The stock is up from HKD6.50 (US$0.84) to HKD10.05 (US$1.30) on Oct. 17.

"This sector in China is becoming more diversified and the investors are becoming more and more familiar and with the industry," said Hsu.

"Mergers and acquisitions are ongoing trends in the industry," Hsu said. "The driving force behind this is the health care reform that the Chinese government has been pushing forward."

Hsu contended acquisitions will result in the further development of established and competitive pharmaceutical companies and eliminate smaller and less competitive ones.

"Another trend is investing more into the research and development of novel drugs," said Hsu. "Some of the earlier investments have paid off and we may see some results soon in the next three to five years."

Clinical research results and investment supplement each other; so many investors that have benefited from launched products are looking for other pharmaceutical companies that have drug candidates under development.

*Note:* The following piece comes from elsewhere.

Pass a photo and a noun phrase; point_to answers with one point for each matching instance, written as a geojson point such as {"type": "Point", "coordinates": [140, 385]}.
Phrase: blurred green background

"To some extent, the investment methods and valuation of Chinese pharmaceutical companies are moving closer and closer to the big pharma level," he added.

EBOLA CRISIS MAY INFLUENCE SHARE PRICES

The Ebola outbreak may also be supporting prices of some Chinese biotech companies as it is attracting attention from government, research institutes and drugmakers around the world.

Some industry insiders are looking at Chinese biotech companies such as Sihuan and China Biological Products Inc. to come up with the Chinese version of an Ebola treatment or vaccine.

Earlier this month, Beijing Sihuan Pharmaceutical Co. Ltd., a subsidiary of Sihuan Pharmaceutical Holdings, signed a collaborative deal with the Institute of Microbiology and Epidemiology of the Academy of Military Medical Sciences for JK-05, a small-molecule chemical entity, that has been under study for five years and tested in mice. (See BioWorld Today, Oct. 6, 2014.)

"Sihuan recently announced a collaboration with a research institute for the study of the Ebola treatment," said Li. "It's possible that some other Chinese pharmaceutical companies will join the game. Basically any drug manufacturer can do the same."

The company posted an announcement last week regarding recent consecutive leaps in its stock price on Oct. 15-16, saying that the products Sihuan now produces are irrelevant to either the prevention or the treatment of Ebola.

"I don't think any Chinese pharmaceutical companies will benefit from Ebola outburst in Asia, if there's ever going to be one," said Hsu. "First, there're existing competitors from countries like Japan. Second, the overall economy will decline and the stock market would not be looking good as well."

Because of the nature of biological drug development, the amount of the investment and payoff cycle is much bigger and longer than that of chemical drugs. And investors often take that into consideration when they're making investment decisions.

"In terms of size, the investment going into biopharmaceutical Chinese companies is not as big as those of the chemical ones," said Hsu. "Although it is growing fast, it's still not big enough to have impressive earnings per share. Private equity investors and primary investor would look at this market."

"The Chinese biotech industry is constantly developing with the support of the government," said Hsu. "But it would still be a long way, 20 years if you may, to catch up with the U.S. and completely close the gap between the two markets."